Immerse the objects in boiling soap water, and facilitate the action of the soap by rubbing with a soft brush; put the objects in hot water, brush them carefully, and let them dry in the air; when they are quite dry rub the shining parts only with an old linen cloth or a soft leather, without touching the others.
Degilding or stripping gilt articles may be done by attaching the object to the positive pole of a battery and immersing it in a solution composed of 1 pound of cyanide dissolved in about 1 gallon of water. Desilvering may be effected in the same manner.
Apply with a rag a mixture of 1 part sulphuric acid with 12 parts of water. Rinse the zinc with clear water.

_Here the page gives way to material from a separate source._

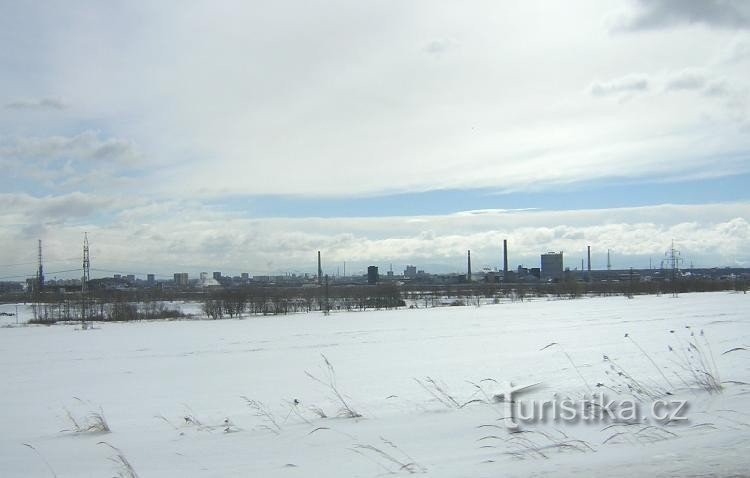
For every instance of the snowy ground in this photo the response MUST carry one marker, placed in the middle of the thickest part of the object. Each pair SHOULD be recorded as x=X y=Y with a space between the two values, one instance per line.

Pour hot lye of wood ashes upon the tin, throw on sand, and rub with a hard, woolen rag, hat felt, or whisk until all particles of dirt have been dissolved. To polish pewter plates it is well to have the turner make similar wooden forms fitting the plates, and to rub them clean this way. Next they are rinsed with clean water and placed on a table with a clean linen cover on which they are left to dry without being touched, otherwise spots will appear. This scouring is not necessary so often if the pewter is rubbed with wheat
bran after use and cleaned perfectly. New pewter is polished with a paste of whiting and brandy, rubbing the dishes with it until the mass becomes dry.